SALT LAKE CITY — This week, Democrats and Republicans are holding their final caucuses under the current state system.
A compromise was reached during the legislative session between the organization Count My Vote, which wanted to move Utah to a direct primary system, and its opposition. The agreement, known as SB54, will make some reforms to the caucus system, but will not take effect until next year.
On Tuesday night, the traditionally run caucuses began with Democrats.
At a meeting inside the Ensign Elementary School in Salt Lake City, party leaders focused less on the problems with the voting system and more on the problems with voters themselves.
“Most people don’t know anything about who their elected officials are, what any of the issues are,” said Brian Moss, a local resident in attendance.
Concern and curiosity seemed to be the primary reason why a crowd packed into the school’s cafeteria.

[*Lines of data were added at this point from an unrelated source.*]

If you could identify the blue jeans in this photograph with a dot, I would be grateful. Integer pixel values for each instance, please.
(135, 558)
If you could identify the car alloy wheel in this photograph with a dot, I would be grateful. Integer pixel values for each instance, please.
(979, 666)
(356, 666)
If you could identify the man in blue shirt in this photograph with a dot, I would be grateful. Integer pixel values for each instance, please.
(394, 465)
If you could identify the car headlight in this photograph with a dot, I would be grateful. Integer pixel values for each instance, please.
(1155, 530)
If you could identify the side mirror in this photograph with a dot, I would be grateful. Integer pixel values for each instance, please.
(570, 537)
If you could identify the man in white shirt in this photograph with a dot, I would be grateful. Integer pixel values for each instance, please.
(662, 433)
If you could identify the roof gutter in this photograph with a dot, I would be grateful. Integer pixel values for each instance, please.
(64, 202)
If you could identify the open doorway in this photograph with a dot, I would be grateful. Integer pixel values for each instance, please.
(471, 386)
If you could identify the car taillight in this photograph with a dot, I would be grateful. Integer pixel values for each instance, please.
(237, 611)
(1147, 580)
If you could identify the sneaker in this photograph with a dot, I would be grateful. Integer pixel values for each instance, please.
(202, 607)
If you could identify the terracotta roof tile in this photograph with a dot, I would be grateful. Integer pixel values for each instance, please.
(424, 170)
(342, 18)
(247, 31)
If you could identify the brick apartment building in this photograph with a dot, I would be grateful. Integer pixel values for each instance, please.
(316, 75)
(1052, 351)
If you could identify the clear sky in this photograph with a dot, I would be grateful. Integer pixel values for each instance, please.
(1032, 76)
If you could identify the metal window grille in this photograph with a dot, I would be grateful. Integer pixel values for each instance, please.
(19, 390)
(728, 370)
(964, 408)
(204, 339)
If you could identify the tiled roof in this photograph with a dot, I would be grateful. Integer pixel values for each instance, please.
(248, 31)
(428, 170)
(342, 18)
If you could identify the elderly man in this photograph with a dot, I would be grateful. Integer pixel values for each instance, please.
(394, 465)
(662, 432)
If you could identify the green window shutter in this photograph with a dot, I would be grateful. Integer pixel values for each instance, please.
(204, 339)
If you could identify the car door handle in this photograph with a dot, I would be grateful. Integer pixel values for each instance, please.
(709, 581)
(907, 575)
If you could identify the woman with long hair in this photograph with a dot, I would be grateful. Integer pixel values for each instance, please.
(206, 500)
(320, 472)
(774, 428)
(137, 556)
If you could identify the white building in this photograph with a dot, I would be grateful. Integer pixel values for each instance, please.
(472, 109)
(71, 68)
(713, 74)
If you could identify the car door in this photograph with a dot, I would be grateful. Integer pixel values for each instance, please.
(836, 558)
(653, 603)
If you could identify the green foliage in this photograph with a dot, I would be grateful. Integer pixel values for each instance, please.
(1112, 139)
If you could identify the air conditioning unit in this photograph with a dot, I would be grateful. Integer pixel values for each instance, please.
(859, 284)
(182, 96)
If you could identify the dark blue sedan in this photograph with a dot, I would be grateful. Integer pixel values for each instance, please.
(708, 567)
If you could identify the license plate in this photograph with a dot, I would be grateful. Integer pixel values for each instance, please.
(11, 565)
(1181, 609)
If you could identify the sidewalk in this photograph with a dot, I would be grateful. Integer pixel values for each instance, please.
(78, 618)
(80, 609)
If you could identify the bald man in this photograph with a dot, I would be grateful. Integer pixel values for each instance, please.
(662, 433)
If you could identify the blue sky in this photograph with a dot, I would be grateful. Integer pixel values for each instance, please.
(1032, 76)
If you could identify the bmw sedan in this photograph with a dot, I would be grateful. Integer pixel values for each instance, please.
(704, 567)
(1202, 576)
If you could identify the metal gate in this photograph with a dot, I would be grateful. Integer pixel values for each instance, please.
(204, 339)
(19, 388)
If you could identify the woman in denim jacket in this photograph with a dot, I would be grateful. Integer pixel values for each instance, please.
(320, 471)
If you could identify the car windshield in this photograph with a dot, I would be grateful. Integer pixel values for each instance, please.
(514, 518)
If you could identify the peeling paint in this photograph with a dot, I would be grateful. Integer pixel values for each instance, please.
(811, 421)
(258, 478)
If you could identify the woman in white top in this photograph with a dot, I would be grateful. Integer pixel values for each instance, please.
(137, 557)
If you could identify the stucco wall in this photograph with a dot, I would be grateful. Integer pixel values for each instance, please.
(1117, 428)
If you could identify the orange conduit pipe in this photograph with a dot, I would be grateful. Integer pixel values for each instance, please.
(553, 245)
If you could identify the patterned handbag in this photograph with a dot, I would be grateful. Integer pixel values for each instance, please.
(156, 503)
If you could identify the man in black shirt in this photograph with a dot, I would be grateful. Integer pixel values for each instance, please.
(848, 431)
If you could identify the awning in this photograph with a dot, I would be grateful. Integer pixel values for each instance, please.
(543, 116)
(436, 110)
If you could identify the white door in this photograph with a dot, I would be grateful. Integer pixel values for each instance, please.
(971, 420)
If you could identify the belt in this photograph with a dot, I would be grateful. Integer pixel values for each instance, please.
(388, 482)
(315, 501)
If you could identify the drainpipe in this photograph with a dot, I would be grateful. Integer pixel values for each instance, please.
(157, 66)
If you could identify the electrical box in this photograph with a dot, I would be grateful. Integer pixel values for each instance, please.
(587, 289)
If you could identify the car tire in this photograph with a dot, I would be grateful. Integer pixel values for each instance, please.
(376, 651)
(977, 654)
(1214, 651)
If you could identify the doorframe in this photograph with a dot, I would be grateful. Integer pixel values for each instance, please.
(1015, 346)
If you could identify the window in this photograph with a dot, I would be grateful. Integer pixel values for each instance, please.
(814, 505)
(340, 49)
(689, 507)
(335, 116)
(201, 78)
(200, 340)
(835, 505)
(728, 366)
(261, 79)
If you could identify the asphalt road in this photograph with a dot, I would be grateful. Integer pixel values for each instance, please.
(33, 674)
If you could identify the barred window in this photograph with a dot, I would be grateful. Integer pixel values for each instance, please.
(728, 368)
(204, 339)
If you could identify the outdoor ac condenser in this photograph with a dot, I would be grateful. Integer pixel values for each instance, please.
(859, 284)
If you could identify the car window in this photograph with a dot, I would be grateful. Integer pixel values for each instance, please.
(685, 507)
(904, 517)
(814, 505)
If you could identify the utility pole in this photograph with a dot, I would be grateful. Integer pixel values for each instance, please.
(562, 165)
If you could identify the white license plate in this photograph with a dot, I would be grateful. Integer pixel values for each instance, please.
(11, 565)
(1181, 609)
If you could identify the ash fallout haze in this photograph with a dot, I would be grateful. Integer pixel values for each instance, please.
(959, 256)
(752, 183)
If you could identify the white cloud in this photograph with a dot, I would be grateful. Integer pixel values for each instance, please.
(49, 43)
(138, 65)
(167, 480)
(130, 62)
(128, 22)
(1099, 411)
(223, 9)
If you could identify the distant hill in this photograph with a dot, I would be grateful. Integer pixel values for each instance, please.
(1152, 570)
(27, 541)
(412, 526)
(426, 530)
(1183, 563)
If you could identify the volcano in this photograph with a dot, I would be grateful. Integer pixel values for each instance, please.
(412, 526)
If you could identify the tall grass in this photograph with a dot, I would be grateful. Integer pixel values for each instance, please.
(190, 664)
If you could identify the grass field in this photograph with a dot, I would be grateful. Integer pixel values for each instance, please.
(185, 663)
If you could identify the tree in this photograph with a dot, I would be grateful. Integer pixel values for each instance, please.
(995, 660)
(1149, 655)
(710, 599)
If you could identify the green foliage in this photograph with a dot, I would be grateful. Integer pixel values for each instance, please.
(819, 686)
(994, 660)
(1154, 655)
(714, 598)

“People feel like they can’t make a difference. They feel like they don’t have a say and if they don’t come then yeah, they sure don’t,” said Janet McConkie, who attended the caucus with her husband.
For many, the meeting was a chance to hear from leaders in their own party, such as Sen. Luz Robles, D-Salt Lake City, who said the main issue voters should be focusing on, is getting others to vote.
“We are 47th in the nation when it comes to voting participation in Utah,” Robles said to the crowd.
Robles, who is running for the 2nd congressional district seat, does not believe the Count My Vote Initiative would have necessarily increased voter participation. While she conceded it has helped create a dialogue about reforms, she believes the real problem is a lack of public participation altogether.
“This is about voters,” Robles said. “If people are not voting we’re not going to change anything in Utah.”
It’s something Democratic Party chairman Jim Dabakis underscored in a brief address to attendees.
“People are starting to wake up,” Dabakis said. “And that’s what I heard today that Utah democrats are different, they’re not ideological, they’re roll up your sleeves get the job done. That’s why so many people turned out today. It’s a very, very good crowd.”
Dabakis also revived the discussion of Medicaid expansion, using it to highlight why more voters need to get involved.
“This is not a common sense plan,” Dabakis said of the governor’s own Utah plan for expansion. “Do the right thing, take Medicaid expansion.”
Despite it being an off year, with no presidential election, party members were encouraged by the turnout.